Once I got going down the hill my turnover increased and soon I had pulled up alongside red shorts despite the momentary distraction from Jady. I heard her say "jealous" before I pulled away, that I heard and understood. I encountered Garret who had walked out on the course and he took it upon himself to run me in. We hauled down that hill. I've become better on the uphills and I'm even more comfortable on the flats but my heart lights up the most on a nice downhill. It helped that it was my all time favorite finish, other races use this finish and I've run them as well. Sometimes I day dream about sprinting from the top of that hill to a finish line down below. Feeling no pain I gave what was left and crossed the line at 10:38, a mere 9 minutes faster from the time I set in 2006. Red shorts came in not too long after and she had a name - Tracy Dimino. We shared a laugh at the finish. I owe Tracy a debt, I owe part of my PR to her. In a way she paced me those last 13 miles. Having her to chase those final miles gave me something to hold on to mentally and her strength and speed inspired me to keep moving. Just when I thought she had dropped me for good I'd gain on her and it kept me motivated.
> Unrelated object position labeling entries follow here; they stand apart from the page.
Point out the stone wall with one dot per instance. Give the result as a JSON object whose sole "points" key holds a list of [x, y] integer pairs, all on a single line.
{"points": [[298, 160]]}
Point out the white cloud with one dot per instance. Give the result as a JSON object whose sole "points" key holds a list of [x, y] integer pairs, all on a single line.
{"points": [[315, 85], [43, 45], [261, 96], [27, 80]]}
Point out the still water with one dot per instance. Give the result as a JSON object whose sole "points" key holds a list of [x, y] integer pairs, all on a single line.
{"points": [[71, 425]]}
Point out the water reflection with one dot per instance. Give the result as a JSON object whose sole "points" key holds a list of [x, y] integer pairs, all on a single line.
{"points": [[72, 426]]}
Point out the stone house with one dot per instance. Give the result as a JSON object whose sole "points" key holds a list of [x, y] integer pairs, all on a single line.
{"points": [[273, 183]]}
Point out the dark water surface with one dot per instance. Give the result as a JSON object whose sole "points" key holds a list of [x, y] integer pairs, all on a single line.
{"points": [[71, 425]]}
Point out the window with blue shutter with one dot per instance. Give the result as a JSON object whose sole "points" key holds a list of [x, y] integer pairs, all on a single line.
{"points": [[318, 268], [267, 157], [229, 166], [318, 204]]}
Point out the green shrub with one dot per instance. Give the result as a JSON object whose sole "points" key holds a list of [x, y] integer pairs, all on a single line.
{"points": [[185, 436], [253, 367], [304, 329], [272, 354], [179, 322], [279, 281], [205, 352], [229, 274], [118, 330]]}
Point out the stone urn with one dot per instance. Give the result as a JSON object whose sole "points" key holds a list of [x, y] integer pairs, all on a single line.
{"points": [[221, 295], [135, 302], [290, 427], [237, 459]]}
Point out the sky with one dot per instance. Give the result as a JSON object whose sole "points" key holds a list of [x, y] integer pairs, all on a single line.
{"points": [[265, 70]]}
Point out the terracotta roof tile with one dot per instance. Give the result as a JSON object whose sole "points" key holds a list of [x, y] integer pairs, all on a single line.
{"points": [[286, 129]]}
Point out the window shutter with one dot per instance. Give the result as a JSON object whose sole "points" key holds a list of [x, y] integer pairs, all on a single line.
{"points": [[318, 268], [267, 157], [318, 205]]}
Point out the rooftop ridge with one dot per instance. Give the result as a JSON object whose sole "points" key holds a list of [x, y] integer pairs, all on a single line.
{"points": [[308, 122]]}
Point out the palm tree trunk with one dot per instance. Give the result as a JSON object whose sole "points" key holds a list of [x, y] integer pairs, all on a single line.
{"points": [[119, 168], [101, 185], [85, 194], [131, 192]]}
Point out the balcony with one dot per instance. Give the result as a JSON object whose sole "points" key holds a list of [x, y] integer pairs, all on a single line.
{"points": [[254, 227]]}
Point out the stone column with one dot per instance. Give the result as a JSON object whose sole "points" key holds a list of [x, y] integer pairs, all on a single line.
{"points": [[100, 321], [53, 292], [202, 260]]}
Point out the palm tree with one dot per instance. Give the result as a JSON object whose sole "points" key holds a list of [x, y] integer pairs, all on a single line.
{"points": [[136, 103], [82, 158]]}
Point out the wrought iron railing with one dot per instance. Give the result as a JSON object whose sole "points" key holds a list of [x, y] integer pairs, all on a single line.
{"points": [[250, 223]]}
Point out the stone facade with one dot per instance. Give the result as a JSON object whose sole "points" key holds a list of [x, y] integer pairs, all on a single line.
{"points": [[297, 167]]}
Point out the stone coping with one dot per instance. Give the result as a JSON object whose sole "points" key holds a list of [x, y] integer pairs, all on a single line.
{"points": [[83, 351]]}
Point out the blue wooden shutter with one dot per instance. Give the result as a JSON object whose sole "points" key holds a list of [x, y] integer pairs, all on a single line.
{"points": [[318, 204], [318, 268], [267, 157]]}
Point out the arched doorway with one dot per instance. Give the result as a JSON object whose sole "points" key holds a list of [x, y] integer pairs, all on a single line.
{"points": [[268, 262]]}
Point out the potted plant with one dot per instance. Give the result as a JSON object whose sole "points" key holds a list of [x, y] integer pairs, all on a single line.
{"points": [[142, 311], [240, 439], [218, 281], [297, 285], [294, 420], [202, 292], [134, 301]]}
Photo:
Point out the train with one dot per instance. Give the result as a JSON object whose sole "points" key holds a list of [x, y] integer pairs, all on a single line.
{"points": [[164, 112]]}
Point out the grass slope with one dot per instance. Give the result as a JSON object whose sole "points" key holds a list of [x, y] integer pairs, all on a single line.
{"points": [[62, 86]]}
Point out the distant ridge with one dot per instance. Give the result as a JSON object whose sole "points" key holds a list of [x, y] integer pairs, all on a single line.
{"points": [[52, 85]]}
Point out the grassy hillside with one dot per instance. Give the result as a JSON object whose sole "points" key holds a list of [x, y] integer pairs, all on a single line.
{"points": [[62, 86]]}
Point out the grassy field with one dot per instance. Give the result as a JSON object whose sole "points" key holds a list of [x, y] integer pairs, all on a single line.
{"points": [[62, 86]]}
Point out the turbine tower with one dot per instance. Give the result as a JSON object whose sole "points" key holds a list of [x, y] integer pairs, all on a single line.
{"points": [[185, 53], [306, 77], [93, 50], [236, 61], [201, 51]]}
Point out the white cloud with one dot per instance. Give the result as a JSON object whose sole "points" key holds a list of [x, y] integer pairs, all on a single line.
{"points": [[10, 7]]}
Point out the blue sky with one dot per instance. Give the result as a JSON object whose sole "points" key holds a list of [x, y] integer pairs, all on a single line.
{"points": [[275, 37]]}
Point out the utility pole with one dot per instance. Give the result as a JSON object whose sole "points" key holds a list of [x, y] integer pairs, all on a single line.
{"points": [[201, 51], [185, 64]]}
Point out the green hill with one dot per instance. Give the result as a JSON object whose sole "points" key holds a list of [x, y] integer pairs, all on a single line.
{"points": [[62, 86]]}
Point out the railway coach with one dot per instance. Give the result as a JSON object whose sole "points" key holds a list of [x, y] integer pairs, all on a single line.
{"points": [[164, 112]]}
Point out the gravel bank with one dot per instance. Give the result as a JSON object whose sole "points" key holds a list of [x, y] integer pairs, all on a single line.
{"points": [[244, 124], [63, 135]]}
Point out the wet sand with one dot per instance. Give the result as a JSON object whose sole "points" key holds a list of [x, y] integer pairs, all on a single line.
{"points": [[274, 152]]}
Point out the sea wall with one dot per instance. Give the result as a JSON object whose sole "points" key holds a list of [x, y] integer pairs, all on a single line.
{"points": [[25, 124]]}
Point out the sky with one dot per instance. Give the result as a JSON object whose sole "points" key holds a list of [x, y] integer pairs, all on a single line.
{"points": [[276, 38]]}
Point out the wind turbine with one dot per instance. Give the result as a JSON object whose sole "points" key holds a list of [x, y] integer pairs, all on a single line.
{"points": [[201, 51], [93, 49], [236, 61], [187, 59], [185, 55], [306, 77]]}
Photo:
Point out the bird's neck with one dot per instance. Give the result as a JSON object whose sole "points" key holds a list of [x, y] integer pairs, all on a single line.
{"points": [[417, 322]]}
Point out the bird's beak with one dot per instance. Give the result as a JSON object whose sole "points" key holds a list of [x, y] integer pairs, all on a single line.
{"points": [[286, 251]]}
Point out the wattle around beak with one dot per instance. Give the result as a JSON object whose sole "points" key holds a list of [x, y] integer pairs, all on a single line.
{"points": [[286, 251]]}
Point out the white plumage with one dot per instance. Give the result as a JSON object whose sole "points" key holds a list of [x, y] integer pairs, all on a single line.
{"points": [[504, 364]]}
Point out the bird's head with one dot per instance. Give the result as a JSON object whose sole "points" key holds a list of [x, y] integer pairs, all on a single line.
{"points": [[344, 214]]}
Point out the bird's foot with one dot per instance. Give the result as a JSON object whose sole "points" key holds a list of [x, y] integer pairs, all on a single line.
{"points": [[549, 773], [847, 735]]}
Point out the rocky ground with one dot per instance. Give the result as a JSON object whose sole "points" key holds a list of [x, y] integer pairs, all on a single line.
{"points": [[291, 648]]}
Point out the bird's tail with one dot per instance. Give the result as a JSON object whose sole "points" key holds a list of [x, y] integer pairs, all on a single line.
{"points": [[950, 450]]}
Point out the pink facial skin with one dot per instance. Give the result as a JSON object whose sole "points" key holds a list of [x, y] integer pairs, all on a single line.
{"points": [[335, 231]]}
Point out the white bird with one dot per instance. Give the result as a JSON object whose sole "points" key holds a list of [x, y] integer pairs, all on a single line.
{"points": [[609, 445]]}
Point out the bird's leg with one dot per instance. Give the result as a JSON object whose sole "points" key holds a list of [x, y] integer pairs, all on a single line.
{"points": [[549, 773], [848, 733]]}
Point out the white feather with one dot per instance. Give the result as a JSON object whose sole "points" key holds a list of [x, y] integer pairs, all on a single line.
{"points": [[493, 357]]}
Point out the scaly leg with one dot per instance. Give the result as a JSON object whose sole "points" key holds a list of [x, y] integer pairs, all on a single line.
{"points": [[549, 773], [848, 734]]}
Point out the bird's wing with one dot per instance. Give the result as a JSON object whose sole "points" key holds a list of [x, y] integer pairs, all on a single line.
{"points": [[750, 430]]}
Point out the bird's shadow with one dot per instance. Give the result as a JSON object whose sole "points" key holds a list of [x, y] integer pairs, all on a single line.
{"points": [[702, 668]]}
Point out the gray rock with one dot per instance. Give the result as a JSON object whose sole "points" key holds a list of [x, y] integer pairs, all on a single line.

Post race was all fun and smiles. Hung out for a very long time and traded stories with people. So good to finish amongst friends. Our Thursday morning run group did great; Devon took 2nd female (9:36), Nathan was 4th (8:32), Brett at 11th (9:14) and Joel at 14th (9:25). Then there was Marla who skipped and hopped the last 20 miles or so because her IT band flared up and she couldn't fully bend her knee. Aaaargh been there, the last 25 miles of the Headlands Hundred in 07 - it's was an experience in pain management and relentless forward movement. Met up with Jady who was only a few minutes behind and I found out what he was really yelling about - wanted me to wait for him at the top so we could drag race it to the bottom. Hahaha he was totally serious. I like how he's so serious and not serious at the same time. I told him I couldn't hear and was chasing a PR anyway.
I had hoped for a stronger, faster day but in the end I counted myself fortunate to have been able to still PR the run. Bobby pinned to one of my handheld water bottles was splits for a 10:07 finish from a runner from 2005, prior to our race this year, that was the last year they took detailed splits on the course. I fell behind from the get go and never recovered. I knew halfway through I wasn't going to get my goal of a low 10-hour finish and shifted my focus on simply breaking 10:47. I think dehydration played a part. After urinating that one time during the race I didn't use the bathroom again until after the race. Scared the crap out of me, I thought I read somewhere that not being able to urinate was a sign of Rhabdomyolysis (renal failure). May be true, may be not but I was scared nonetheless. The heat was also a factor since I had no heat training and was used to running in temperatures under 70 degrees. Harder than I thought but rewarding in the end. That was my fifth Miwok and I think I'll put my name in the lottery again.
Preston looking way too relaxed for his first 100k. Well he's no stranger to races having done triathlons including the Ironman. He also completed Transrockies with his girlfriend Lara. That's actually them on the current masthead of the website.
With Devon Crosby-Helms who took 2nd female behind Kami Semick. Yeah Speedy! By the way if you look closely that's Scott Jurek in the back, in the black and green track jacket. I'm pointing that out because I'm a big fan. Great runner and likes to hangout and help out. He was giving directions on the course and filling water bottles.
Gelato after brunch on North Beach. Before we got to the Gelato place, we had to walk down a very big hill. You should have seen that, a group of very stiff and limping runners on a steep San Francisco hill.